VANCOUVER: Huawei Technologies Co Chief Financial Officer Meng Wanzhou will get access to documents detailing the circumstances of her arrest in Canada at the request of the US, where she is sought on wire fraud and conspiracy charges.
Meng claims she needs the documents to show there was an abuse of process in her fight against the extradition.
Associate Chief Justice Heather Holmes of the Supreme Court of British Columbia on Tuesday ordered the Canadian government, police and border agency to provide Meng’s defence with records about the planning and execution of her arrest at Vancouver’s airport on Dec 1, 2018. Among the disclosures sought by her defence are:
- records of meetings and phone calls to coordinate her arrest
- updates that were sent to the US Federal Bureau of Investigation and Canada’s Department of Justice during her arrest
- what information was shared while she was being questioned by border officials
- correspondence between Canadian and US law enforcement between Nov 28 and Dec 5, 2018
During a two-week stretch of hearings that ended in early October, Meng’s lawyers had exposed cracks in the way Canada handled her arrest – including an admission from border officials that they “in error” shared her device passwords with police – putting the prosecution on the back foot.
Her defence alleges that the Canada Border Services Agency, police and FBI unlawfully used the pretext of an immigration check to get Meng to disclose evidence that could be used against her.
In the ruling, Holmes said the order “does not predict or imply that Ms Meng’s claim of abuse of process will ultimately succeed.”
She said it’s also not yet clear whether the alleged abuse of process, if proven, would be serious enough to require a stay of proceedings.
Such a stay is only granted “in the rarest of cases,” she said.
“However, I cannot rule out the possibility that it would.”
The ruling also supported some arguments from Meng’s defence that there have been notable gaps in the evidence provided so far.
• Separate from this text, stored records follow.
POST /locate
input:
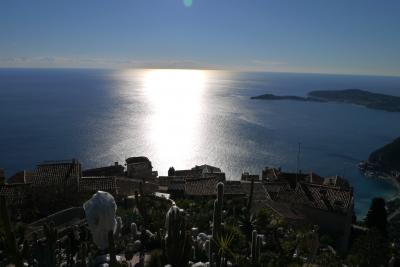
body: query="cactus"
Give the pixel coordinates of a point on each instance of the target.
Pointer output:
(82, 255)
(217, 220)
(111, 248)
(177, 242)
(256, 243)
(250, 200)
(51, 234)
(140, 205)
(134, 233)
(12, 246)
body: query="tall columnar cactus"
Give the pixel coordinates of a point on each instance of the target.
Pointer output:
(12, 247)
(134, 234)
(178, 241)
(256, 243)
(250, 199)
(253, 246)
(215, 259)
(51, 234)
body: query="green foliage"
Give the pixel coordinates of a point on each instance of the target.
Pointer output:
(177, 241)
(371, 249)
(377, 216)
(156, 259)
(263, 219)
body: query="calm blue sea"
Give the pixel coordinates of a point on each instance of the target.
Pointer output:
(183, 118)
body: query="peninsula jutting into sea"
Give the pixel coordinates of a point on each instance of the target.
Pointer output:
(351, 96)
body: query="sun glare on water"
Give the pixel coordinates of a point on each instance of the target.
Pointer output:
(175, 99)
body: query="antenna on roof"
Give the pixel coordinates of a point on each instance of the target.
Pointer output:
(298, 162)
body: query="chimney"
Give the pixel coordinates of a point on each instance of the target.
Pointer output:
(2, 177)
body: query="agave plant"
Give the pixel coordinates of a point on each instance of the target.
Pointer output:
(223, 244)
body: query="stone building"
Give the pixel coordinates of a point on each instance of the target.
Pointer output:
(139, 168)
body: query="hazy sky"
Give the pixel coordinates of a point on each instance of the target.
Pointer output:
(333, 36)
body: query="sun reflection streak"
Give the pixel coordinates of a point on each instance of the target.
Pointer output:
(175, 105)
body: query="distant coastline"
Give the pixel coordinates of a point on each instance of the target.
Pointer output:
(352, 96)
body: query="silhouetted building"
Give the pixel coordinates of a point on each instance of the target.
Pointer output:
(113, 170)
(139, 168)
(65, 174)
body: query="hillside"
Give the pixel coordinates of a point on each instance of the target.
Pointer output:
(388, 156)
(360, 97)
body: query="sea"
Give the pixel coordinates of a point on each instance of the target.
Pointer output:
(183, 118)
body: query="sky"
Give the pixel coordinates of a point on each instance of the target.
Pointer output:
(338, 36)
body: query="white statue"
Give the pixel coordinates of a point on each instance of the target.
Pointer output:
(100, 215)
“I view the evidence tendered by the Attorney-General to address those gaps as strategic in its character yet impoverished in its substance,” the judge said, noting that Canada has left “largely unexplained” why border officials turned over Meng’s passwords to the police, contrary to law, and when and how the mistake came to light.
Meng’s defence has inferred that Canadian police sent details about Meng’s devices to the FBI.
The prosecution has been “similarly incomplete” in rebutting those inferences, Holmes wrote.
“This specific and notable feature of the evidence, considered in light of the body of evidence as a whole, raises questions beyond the frivolous or speculative about the chain of events,” the judge said.
For Meng, the victory is the first step in what’s likely to be a long battle with the odds stacked against her.
Of the 798 US extradition requests received since 2008, Canada has only refused or discharged eight, according to Canada’s Department of Justice.
Meng is set to appear in court on Jan 20 for the formal start of extradition hearings.